My main priorities when making this schedule were to not disturb as few currently scheduled races as possible and to be as considerate as possible to teams while respecting NASCAR’s wishes. It also gives both Fox and NBC the same amount of Cup races they have the rights to as they did at the start of the season. Is it a perfect schedule? No, but we are dealing with extraordinary circumstances.
What could NASCAR do in the future?
Obviously it’s not fair to criticize NASCAR for being unprepared at this stage. Nobody could have ever expected this level of public health crisis just a few months ago.
Plenty of people — both within and out of the industry — are worried about the health of it once the green flag flies again.
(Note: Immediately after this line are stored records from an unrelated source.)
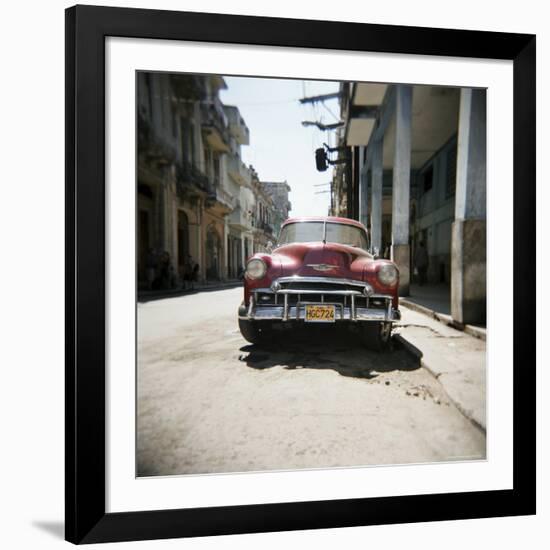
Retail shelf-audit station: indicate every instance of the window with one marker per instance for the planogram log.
(313, 232)
(428, 179)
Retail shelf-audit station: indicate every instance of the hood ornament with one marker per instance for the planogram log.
(322, 267)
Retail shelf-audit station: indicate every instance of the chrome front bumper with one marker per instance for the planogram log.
(355, 301)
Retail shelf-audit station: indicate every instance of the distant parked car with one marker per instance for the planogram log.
(320, 272)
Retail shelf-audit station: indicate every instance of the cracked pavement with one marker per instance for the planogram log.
(209, 402)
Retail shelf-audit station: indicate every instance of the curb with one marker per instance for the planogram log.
(476, 332)
(413, 350)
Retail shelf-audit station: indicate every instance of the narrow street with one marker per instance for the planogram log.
(209, 402)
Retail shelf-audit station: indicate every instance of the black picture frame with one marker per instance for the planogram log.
(86, 30)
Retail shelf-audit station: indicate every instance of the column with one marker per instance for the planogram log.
(401, 186)
(377, 172)
(468, 241)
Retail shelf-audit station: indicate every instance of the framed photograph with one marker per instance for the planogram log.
(299, 274)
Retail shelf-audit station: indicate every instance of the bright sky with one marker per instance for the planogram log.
(280, 147)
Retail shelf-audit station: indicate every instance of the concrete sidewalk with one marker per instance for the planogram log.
(454, 357)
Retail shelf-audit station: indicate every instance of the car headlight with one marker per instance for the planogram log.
(256, 269)
(387, 274)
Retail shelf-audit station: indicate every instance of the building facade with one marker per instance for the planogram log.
(200, 211)
(279, 190)
(414, 174)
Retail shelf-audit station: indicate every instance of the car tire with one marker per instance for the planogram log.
(252, 333)
(377, 336)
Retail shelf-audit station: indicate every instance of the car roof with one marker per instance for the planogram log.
(331, 219)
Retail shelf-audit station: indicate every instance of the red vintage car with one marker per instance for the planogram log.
(320, 272)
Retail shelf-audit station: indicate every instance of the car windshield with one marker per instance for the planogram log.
(303, 232)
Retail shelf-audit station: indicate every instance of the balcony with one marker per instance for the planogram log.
(238, 170)
(239, 218)
(188, 175)
(237, 127)
(188, 86)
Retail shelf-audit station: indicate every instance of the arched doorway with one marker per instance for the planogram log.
(213, 254)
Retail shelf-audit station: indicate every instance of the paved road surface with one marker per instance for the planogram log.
(209, 402)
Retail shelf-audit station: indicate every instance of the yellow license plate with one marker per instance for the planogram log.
(319, 314)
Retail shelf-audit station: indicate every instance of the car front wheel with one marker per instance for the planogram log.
(376, 336)
(252, 332)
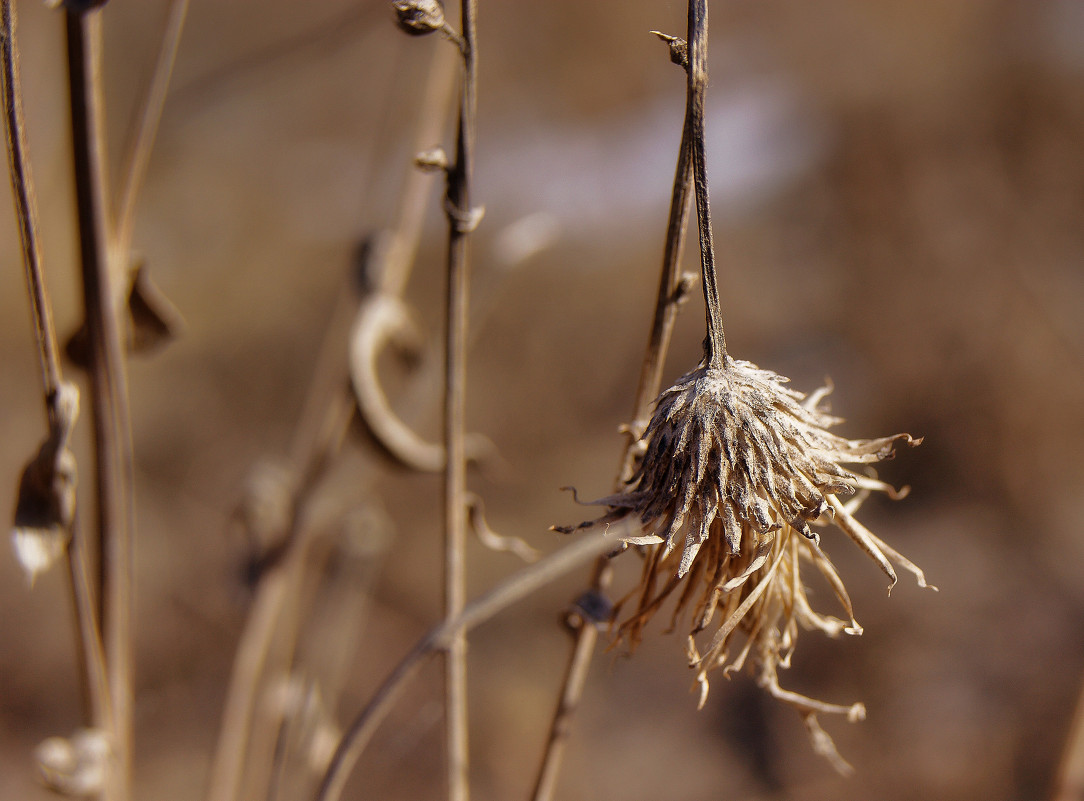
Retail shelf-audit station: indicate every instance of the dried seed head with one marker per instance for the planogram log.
(75, 765)
(418, 17)
(735, 470)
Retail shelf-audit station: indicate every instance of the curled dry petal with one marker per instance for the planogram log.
(737, 473)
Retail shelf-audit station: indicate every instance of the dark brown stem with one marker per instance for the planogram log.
(514, 589)
(715, 343)
(108, 384)
(26, 211)
(650, 377)
(461, 218)
(88, 636)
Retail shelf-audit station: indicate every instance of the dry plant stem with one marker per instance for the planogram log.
(715, 345)
(460, 218)
(150, 115)
(88, 636)
(324, 420)
(108, 385)
(650, 378)
(278, 585)
(514, 589)
(25, 204)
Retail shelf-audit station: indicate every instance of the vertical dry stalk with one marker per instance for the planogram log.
(508, 592)
(671, 292)
(26, 206)
(139, 153)
(462, 219)
(56, 392)
(108, 384)
(327, 413)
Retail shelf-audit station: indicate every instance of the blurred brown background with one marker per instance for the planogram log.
(899, 190)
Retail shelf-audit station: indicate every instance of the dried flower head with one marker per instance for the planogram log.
(736, 470)
(418, 17)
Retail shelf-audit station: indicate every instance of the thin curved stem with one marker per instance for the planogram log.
(153, 103)
(670, 293)
(26, 210)
(461, 219)
(108, 383)
(514, 589)
(715, 343)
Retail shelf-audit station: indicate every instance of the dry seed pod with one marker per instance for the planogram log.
(736, 468)
(76, 765)
(418, 17)
(47, 491)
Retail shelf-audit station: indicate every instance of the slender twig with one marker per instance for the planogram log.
(715, 343)
(672, 288)
(462, 219)
(512, 590)
(279, 584)
(108, 383)
(22, 183)
(326, 410)
(88, 636)
(142, 142)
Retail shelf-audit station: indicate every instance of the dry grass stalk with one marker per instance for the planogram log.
(113, 446)
(673, 288)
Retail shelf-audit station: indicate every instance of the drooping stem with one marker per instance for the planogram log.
(26, 211)
(108, 383)
(139, 153)
(88, 636)
(462, 220)
(715, 343)
(514, 589)
(669, 295)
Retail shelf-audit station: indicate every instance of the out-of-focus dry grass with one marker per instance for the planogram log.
(900, 190)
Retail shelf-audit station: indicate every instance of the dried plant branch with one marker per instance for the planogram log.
(512, 590)
(377, 320)
(715, 345)
(462, 220)
(279, 584)
(54, 466)
(151, 107)
(26, 205)
(108, 384)
(673, 287)
(735, 469)
(327, 412)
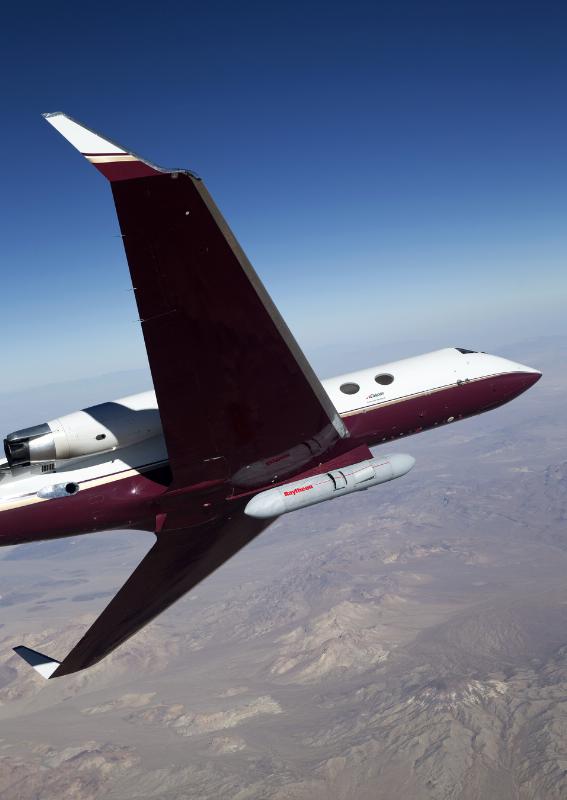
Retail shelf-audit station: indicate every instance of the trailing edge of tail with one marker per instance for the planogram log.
(113, 161)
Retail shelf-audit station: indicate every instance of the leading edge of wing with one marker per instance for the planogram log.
(115, 162)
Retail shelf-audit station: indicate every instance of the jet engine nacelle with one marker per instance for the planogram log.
(328, 485)
(97, 429)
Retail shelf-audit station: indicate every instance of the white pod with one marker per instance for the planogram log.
(328, 485)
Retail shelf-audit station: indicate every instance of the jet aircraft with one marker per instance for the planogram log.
(238, 429)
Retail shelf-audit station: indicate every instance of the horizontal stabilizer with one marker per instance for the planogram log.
(115, 162)
(45, 665)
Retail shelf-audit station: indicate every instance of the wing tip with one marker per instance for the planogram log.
(42, 664)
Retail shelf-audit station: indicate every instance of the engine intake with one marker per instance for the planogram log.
(97, 429)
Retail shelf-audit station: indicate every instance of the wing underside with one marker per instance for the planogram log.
(240, 406)
(177, 562)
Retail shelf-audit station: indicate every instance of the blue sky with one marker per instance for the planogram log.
(396, 172)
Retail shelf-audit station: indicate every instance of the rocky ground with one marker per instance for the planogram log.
(410, 641)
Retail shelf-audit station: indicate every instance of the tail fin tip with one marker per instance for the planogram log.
(42, 664)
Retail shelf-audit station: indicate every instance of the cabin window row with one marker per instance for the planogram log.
(384, 379)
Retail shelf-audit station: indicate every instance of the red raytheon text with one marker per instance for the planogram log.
(299, 489)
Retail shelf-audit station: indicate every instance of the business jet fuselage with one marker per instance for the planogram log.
(114, 464)
(238, 430)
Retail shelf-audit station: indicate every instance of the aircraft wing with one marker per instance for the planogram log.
(239, 403)
(175, 564)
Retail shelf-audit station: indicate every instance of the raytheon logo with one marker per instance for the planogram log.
(299, 489)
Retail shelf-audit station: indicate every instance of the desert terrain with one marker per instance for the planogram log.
(409, 641)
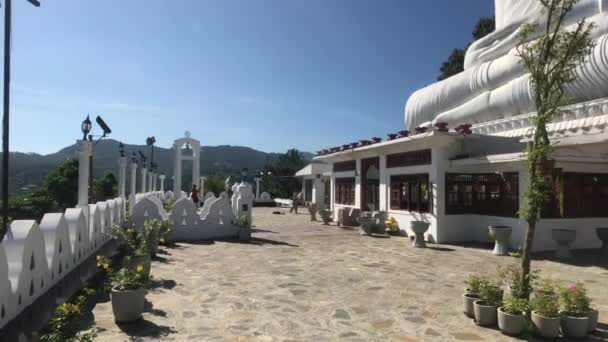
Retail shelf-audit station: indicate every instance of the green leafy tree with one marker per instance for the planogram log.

I, for one, don’t think we’re going to have full NASCAR Xfinity Series fields once NASCAR returns to active operations. Ditto with the Truck Series.
NASCAR has said they are going to try and take care of teams. And that’s important; mid-to-small tier teams in NXS and Truck competition are the backbone of the sport. It’s imperative those lights stay open.
So, what would be one way to make sure they’re insured for the future? Well, one way NASCAR could do it was to start a team disaster fund.
Every week, the television contract generates roughly $18 million for the sport per week using Bob Pockrass and math. Why not take a half a percent of that — $90,000 — and put that into a “rainy day” glass bottle? NASCAR can deem a situation dire enough to “break the glass” when it comes to occurrences such as the one we’re in now or more comparatively minor problems, such as a fire, wrecked team hauler, or a natural disaster. And the balance of the money should be earmarked for those lower series teams, the ones that can’t as easily pick themselves up off the ground as a Hendrick Motorsports or Joe Gibbs Racing.